Comparison with Previous Work

When placed alongside other evaluation systems from AESOP 2011, ROUGE-WE-1 emerged as a frontrunner in achieving high correlation with human judgment—eclipsing systems like C_S_IIITH3 and BE-HM in Spearman coefficient for pyramid scores. This underscores the paper's success in enhancing ROUGE's utility, particularly in its adaptability to handle non-lexical similarity.

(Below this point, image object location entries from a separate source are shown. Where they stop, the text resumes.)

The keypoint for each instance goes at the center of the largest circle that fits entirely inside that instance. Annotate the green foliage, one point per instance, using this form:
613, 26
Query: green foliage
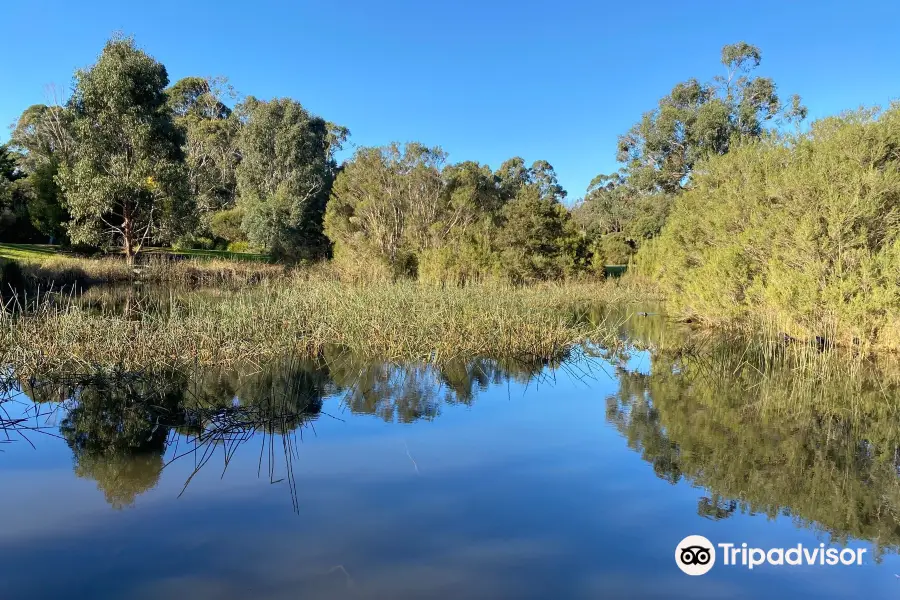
803, 229
211, 132
226, 224
384, 204
285, 175
126, 182
531, 240
405, 214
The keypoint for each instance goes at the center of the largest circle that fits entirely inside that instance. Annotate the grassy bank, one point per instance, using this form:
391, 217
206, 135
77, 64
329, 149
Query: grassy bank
304, 314
50, 267
798, 233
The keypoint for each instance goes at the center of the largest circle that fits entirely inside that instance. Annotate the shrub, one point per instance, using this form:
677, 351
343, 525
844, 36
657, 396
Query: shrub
802, 230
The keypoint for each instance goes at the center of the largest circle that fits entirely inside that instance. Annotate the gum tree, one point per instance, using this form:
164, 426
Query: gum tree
126, 182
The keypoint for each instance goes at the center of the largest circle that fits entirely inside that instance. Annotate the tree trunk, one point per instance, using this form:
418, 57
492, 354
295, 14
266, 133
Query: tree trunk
128, 236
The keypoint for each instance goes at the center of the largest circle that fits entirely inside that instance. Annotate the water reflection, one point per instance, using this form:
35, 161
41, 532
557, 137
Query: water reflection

Future Work and Implications

Progressing forward, the authors propose expanding the evaluation to include more diverse summarization systems that embody substantial paraphrasing to measure the full utility of ROUGE-WE. Further, refining the composition model for embeddings by adopting advanced techniques could bolster ROUGE-WE's efficacy, especially concerning bigram and skip-bigram analysis. The enhanced evaluative capacity of ROUGE-WE presents substantial promise in supporting the development of sophisticated and semantically aware summarization systems.

Conclusion

The paper effectively demonstrates that integrating word embeddings into ROUGE results in a metric that aligns more closely with human evaluations by overcoming lexical bias. ROUGE-WE represents a significant advancement in automatic summarization evaluation. The extension and refinement of this approach can potentially serve broader applications, ultimately fostering the creation of richer, more abstractive text summarization methodologies.